Ces trentenaires corvéables et fidèles à ceux qui les ont recrutés font alliance pour le moment. Mais l’heure va bientôt sonner où les postes de collaborateurs pourraient se réduire comme « peau de chagrin ». Certains ont déjà un coup d’avance. Franck Gagnaire, proche du député Jean-Patrick Gille, s’est casé à la Communauté de Communes de l’Est Tourangeau. Vincent Tison, collaborateur parlementaire de JP. Gille et conseiller d’opposition à Joué-lès-Tours, observe de près tous ces mouvements.

Seulement voilà. Si le quidam ne voit rien de ce qui se passe dans les coulisses des partis, les militants eux sont excédés par ces jeux de pouvoirs et de chaises musicales. Un élu socialiste de l’agglomération tourangelle s’inquiète : « Aujourd’hui les cartes sont brouillées. Les militants se plaignent que le PS ne fait plus de politique. Il n’y a plus de débats. La base doit reprendre la parole. Le socialisme de « cabinet », ça suffit !!! ».
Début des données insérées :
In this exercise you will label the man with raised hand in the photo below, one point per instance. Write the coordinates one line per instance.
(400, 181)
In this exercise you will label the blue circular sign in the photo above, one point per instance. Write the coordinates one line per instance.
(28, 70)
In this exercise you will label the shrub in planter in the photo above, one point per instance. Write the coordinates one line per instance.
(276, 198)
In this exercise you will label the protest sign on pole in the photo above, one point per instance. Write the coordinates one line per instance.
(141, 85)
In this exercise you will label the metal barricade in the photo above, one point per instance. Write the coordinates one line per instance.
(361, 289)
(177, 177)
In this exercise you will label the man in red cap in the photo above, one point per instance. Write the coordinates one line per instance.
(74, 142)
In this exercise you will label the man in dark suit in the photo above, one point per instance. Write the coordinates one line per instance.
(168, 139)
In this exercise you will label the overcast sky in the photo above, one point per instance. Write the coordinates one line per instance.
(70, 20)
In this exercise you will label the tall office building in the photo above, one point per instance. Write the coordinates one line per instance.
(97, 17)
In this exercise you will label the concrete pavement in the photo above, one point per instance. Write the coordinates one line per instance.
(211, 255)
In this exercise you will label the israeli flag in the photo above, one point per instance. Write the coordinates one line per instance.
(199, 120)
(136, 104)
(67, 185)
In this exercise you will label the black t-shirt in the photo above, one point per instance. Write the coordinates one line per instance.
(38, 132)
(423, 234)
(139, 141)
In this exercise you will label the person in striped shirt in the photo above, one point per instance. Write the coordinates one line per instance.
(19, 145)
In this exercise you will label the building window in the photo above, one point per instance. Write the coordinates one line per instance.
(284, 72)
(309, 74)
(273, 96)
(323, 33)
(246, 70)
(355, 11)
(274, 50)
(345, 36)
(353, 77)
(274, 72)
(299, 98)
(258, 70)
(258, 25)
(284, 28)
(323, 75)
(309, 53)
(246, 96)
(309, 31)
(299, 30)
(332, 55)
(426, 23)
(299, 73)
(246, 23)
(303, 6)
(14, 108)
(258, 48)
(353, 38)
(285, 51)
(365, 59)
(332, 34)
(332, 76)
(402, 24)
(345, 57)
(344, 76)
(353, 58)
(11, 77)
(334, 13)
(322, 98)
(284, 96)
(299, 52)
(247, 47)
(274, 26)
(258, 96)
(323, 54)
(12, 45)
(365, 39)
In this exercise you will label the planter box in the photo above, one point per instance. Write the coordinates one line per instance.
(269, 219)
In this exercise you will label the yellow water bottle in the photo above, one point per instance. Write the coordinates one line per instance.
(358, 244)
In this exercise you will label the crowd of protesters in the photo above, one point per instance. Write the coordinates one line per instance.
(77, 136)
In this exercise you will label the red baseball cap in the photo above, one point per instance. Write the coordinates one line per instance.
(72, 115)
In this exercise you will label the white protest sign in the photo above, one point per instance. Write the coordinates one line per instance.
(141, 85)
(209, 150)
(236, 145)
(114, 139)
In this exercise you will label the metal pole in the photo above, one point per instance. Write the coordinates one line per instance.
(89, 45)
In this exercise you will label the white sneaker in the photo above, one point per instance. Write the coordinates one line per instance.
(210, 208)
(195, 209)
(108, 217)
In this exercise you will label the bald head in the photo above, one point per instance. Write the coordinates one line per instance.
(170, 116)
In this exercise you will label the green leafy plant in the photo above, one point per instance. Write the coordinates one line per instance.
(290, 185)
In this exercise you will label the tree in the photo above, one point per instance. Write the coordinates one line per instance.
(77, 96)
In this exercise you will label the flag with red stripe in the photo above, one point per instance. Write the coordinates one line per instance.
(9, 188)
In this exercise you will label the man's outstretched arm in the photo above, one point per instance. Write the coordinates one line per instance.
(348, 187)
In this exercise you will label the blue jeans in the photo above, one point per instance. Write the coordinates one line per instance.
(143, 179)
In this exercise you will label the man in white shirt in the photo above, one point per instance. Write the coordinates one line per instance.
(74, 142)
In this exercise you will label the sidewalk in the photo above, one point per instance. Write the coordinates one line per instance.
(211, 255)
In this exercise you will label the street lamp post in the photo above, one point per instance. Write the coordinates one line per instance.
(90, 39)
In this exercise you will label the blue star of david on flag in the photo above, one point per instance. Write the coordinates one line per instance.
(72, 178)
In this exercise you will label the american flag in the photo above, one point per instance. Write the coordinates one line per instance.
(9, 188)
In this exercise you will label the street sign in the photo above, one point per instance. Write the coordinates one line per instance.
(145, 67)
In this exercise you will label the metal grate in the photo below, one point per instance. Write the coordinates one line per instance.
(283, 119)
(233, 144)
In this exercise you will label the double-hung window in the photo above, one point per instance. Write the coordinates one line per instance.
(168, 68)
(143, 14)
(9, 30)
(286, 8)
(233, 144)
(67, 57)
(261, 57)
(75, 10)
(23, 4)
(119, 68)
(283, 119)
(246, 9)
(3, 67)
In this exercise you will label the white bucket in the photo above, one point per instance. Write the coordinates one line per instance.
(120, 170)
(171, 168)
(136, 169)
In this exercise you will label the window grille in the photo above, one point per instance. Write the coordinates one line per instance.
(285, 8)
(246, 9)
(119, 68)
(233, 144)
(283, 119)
Pourtant, si la base se plaint, force est de constater que cela arrange certains élus. Envoyer en avant la jeune garde est une technique bien connue. Elle a besoin de montrer son allégeance à ses pairs et surtout elle réalise les basses besognes. Alors au milieu de ce maelström de trahisons et de coups bas, certains doivent continuer à faire vivre la boutique « socialiste » en Indre-et-Loire. Bon courage Monsieur Cortot.